JacksGap is a British inactive YouTube channel which is owned by identical twins Jackson Frayn "Jack" Harries and Finnegan Charles Frayn "Finn" Harries (born 13 May 1993). Originally created by Jack Harries to document his gap year in mid-2011, the channel experienced a rapid increase in popularity after the addition of Finn Harries as a regular contributor. In February 2017 the Twitter and Instagram accounts for JacksGap were deleted, followed by the dissolution of the JacksGap brand.

Background
Jackson and Finnegan Harries are sons of Andy Harries, a film and television director and producer, and filmmaker and writer Rebecca Frayn. Their maternal grandfather is the playwright and novelist Michael Frayn (now married to biographer Claire Tomalin). They attended The Harrodian School at Barnes, south-west London.

JacksGap was originally launched in July 2011 by Jack Harries during his gap year after he had left school. The main purpose of the channel was to document Jack's gap year. By September 2012 the site had 190,000 subscribers and the pay-per-click advertising revenue was enough to entirely finance the Harries' travels in Thailand. After Finn joined the channel, the views nearly doubled. Jack Harries attended Bristol University, studying Drama, but dropped out in 2013 after the first year to focus on YouTube.

JacksGap attracts teenage girls in particular, with 88% of subscribers in this demographic.

In 2013 the twins began to create 15-minute-long episodes about their travels in India, funding the venture with £20,000 from Skype, Sony and MyDestination.

In January 2015, JacksGap posted a video called "Let's Talk About Mental Health" that was later referenced in an article on The Huffington Post in which he addresses the importance of starting an open conversation about mental health in order to reduce the stigma attached to it.

In April 2015, JacksGap posted a video called "What Do You Believe In?" that announced Finn had moved to New York City earlier that year to study Design and Architecture for three and a half years at the Parsons School of Design, though he was still a part of JacksGap.

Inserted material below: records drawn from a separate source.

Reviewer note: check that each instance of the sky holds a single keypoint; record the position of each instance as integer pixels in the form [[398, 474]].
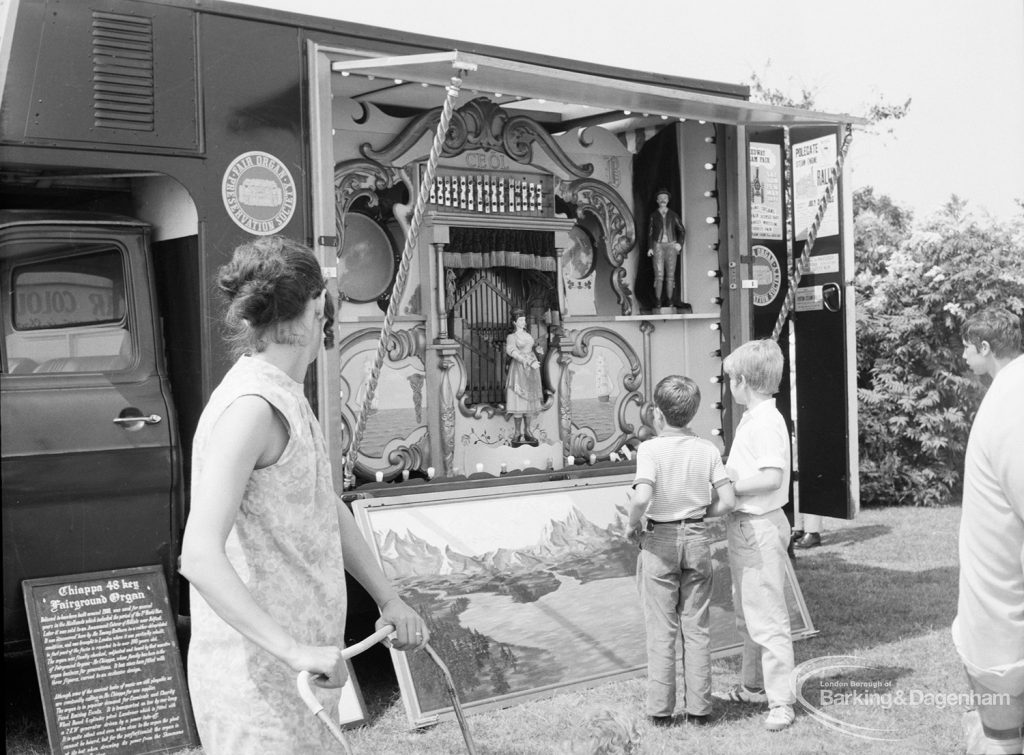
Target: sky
[[961, 61]]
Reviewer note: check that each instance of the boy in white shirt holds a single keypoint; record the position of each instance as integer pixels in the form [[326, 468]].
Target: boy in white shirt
[[759, 532], [676, 473]]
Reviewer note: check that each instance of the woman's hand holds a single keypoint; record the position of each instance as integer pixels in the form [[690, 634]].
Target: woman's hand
[[410, 630], [325, 663]]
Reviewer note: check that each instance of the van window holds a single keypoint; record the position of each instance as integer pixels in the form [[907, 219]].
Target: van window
[[67, 313]]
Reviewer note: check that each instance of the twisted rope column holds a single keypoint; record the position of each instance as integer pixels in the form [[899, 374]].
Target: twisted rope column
[[401, 276], [812, 233]]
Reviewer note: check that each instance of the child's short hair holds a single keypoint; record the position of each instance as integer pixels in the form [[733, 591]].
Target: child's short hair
[[760, 363], [997, 326], [678, 397]]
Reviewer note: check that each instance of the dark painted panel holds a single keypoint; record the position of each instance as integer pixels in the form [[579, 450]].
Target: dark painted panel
[[64, 71]]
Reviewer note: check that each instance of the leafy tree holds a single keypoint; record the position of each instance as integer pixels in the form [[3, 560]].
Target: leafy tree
[[915, 285], [916, 400]]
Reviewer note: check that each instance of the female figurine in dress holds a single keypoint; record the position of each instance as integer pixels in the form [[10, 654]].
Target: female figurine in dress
[[523, 393], [267, 541]]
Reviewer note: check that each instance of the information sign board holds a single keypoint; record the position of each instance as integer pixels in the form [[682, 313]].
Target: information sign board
[[109, 665]]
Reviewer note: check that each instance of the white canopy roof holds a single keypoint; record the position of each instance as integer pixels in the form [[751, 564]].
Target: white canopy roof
[[567, 90]]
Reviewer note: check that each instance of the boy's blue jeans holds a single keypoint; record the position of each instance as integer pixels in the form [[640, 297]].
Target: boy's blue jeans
[[674, 576]]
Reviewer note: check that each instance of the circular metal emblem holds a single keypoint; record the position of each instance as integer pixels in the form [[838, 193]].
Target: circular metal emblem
[[259, 193], [366, 264], [768, 274]]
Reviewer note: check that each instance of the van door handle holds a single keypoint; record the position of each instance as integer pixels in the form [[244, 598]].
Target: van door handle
[[151, 420]]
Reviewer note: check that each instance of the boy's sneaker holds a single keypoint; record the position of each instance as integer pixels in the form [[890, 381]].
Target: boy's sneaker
[[740, 694], [779, 717], [810, 540]]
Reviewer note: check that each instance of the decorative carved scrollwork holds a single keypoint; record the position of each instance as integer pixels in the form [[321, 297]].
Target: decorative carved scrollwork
[[480, 124], [597, 198], [580, 441], [412, 342], [354, 179]]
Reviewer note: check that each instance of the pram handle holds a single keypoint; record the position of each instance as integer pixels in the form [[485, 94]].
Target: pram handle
[[304, 680]]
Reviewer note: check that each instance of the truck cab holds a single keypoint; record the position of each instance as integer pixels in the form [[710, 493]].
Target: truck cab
[[91, 457]]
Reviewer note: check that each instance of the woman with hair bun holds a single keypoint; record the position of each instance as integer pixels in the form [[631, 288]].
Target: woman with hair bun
[[267, 542], [522, 385]]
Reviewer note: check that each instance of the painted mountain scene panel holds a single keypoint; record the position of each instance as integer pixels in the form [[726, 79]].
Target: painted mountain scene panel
[[524, 592]]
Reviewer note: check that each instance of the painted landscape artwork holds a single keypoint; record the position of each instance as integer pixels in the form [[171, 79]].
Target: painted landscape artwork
[[525, 592]]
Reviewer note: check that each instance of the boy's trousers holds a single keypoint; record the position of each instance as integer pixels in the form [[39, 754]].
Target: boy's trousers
[[674, 575], [758, 559]]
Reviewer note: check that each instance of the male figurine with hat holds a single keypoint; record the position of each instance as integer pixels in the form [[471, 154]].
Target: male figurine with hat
[[666, 235]]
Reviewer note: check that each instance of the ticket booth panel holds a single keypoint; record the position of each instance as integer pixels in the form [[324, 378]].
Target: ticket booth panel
[[818, 390]]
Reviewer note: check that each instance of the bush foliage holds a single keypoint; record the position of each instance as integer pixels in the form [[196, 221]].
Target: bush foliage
[[915, 285]]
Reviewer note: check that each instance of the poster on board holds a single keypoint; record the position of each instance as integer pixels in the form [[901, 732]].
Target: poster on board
[[108, 661], [766, 191], [813, 162]]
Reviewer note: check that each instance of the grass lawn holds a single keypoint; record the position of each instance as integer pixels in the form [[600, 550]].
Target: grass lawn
[[882, 588]]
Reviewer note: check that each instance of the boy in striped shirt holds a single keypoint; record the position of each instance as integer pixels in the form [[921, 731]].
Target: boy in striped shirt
[[671, 497]]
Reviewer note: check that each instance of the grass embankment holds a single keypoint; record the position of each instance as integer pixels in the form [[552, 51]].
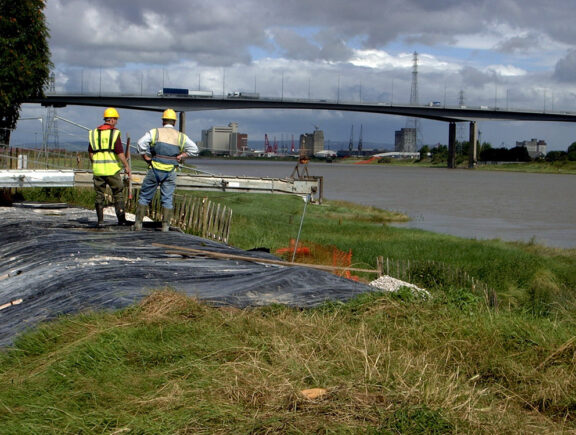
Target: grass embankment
[[388, 363]]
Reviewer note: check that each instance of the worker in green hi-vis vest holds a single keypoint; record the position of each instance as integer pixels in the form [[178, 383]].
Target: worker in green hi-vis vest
[[108, 158]]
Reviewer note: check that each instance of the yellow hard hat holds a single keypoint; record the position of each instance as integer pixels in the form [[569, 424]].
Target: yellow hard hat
[[111, 113], [169, 114]]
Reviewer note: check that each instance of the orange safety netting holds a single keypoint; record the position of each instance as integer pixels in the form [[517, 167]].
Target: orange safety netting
[[314, 253]]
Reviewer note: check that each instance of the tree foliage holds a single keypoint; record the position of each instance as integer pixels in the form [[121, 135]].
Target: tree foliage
[[25, 55]]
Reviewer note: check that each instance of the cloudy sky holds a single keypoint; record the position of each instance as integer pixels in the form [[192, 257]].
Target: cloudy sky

As of 2018, the JacksGap name has been replaced across all social media platforms in favour of "Jack Harries". The official Twitter account has also been deleted and the handle relinquished, now owned by a member of the public with no affiliation to JacksGap.

In May 2018, after two and a half years, the channel has uploaded a new video called "Jack Harries  - The Stories We Tell", which talked about depression and the relationship between his mental health and social media.

In February 2019, Jack Harries was arrested during a protest at International Petroleum Week.

Jack follows a vegan diet, citing the documentary Cowspiracy and the environmental impacts of animal product consumption.